During the last century, in whichever country it was attempted, socialism and governmental control of the economy in practice only achieved in furthering the rich-poor gap, making it harder for the poor prospective entrepreneurs and workers with no connections to break in and rise, while strengthening the stranglehold of the privileged and rich class. Witness the dismal conditions of the erstwhile USSR’s working class while the privileged political class with connections lived in luxury. Or similar conditions in our own country, during the pre-liberalised license Raj years.

It is only in post-liberalised India, that workers now have a real chance to rise; for the first time, there is optimism in the air, salaries of the workers have been rising, merit and not pull is now counted. In fact, for the first time in Indian history, we see the chance of bridging the vast rich-poor gap, where the city workers could afford decent housing, cars and other luxuries as in other capitalistic countries.

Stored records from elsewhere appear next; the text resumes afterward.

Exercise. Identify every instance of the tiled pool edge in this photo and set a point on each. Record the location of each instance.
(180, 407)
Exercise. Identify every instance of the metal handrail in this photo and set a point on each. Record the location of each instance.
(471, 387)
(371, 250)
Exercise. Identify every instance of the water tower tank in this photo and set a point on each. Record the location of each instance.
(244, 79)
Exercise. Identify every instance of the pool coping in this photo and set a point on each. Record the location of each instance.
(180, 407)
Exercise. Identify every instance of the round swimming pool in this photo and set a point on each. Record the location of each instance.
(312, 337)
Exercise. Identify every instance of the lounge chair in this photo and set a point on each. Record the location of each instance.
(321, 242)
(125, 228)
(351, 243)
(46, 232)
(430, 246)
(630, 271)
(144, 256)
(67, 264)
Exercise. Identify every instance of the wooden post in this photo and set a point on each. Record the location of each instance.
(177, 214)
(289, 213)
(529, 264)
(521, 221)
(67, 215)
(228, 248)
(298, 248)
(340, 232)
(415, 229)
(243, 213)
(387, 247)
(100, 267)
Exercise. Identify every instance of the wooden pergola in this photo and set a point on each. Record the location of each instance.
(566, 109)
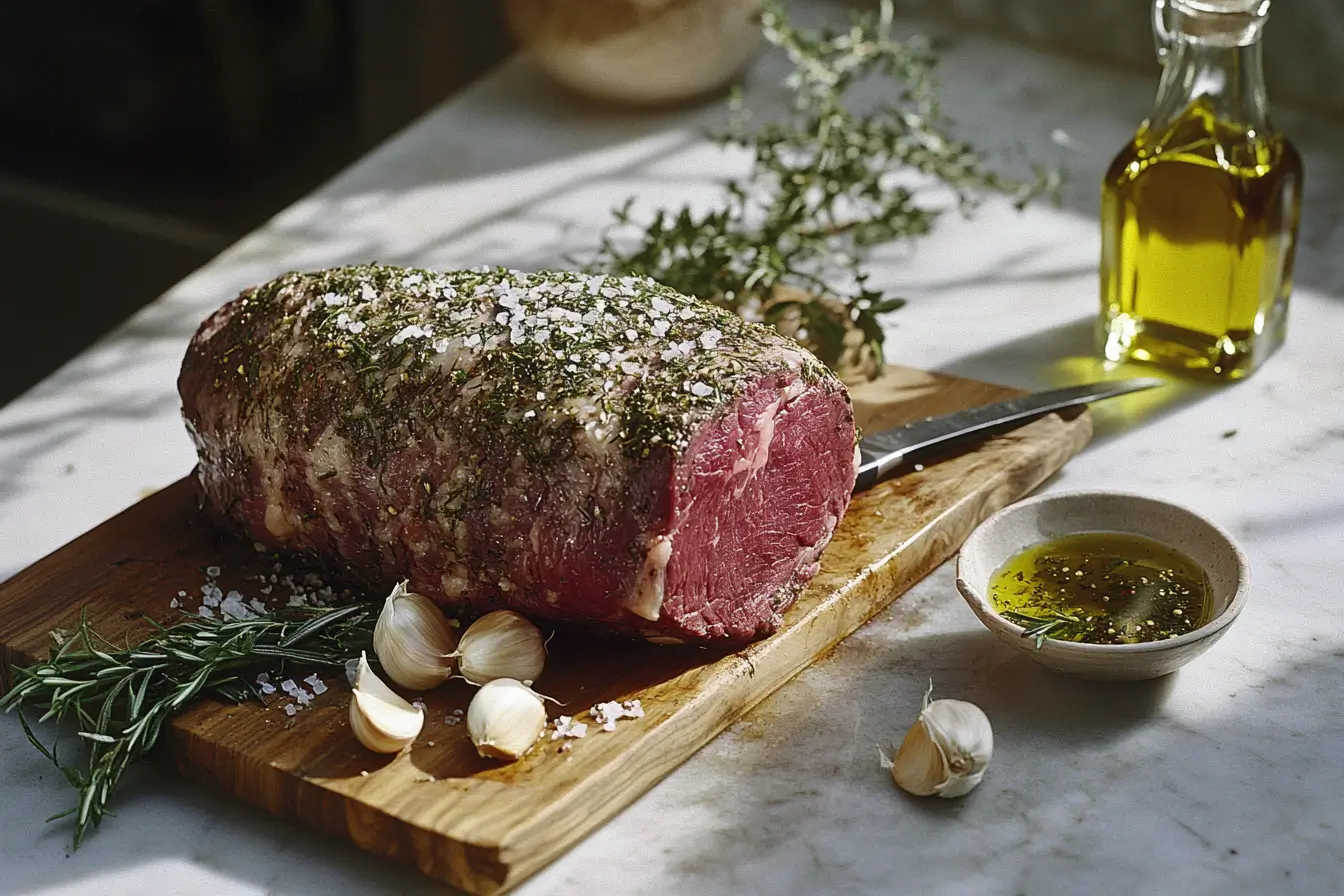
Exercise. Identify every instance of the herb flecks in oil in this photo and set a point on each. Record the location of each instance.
(1102, 587)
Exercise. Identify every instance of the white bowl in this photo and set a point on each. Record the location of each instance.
(1051, 516)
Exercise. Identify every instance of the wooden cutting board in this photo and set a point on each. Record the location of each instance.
(477, 824)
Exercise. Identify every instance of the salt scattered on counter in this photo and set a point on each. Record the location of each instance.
(608, 713)
(566, 727)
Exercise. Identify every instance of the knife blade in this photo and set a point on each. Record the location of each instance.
(882, 453)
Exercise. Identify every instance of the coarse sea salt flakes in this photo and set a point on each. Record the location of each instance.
(566, 727)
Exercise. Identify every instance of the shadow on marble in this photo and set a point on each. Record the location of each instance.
(1200, 782)
(218, 837)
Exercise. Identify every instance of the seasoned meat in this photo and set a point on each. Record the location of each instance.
(588, 450)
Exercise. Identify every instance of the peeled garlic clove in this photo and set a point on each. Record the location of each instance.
(960, 786)
(919, 767)
(379, 718)
(946, 751)
(504, 719)
(414, 641)
(500, 645)
(962, 734)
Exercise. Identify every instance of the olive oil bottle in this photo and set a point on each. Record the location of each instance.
(1200, 210)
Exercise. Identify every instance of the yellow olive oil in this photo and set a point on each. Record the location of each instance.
(1199, 223)
(1102, 587)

What then is surprising and at the same time, psychologically revealing, is that given the rosier conditions of our working class, which has been brought about by deregulations and less governmental interference in business, our champions of the workers (and the poor) are not rejoicing. They should have been taking heed of what’s taking place in our cities and should have applied the same principles to our villages, by liberalizing and reforming the agrarian sector, by setting the farmers free of governmental regulation.

However, in the face of all these developments, when our Honourable PM still clings to his socialistic prescriptions, one wonders whether the socialists from whom he mistakenly takes inspiration, have really been pro-poor and not been merely anti-rich. One wonders whether their secret hope of achieving egalitarianism is not a sinister wish to see everyone reduced to the least denominator (capitalists, CEO’s and workers alike) which most erstwhile communist countries almost succeeded in doing, rather than raising the poor to the level of the rich and our present CEO’s.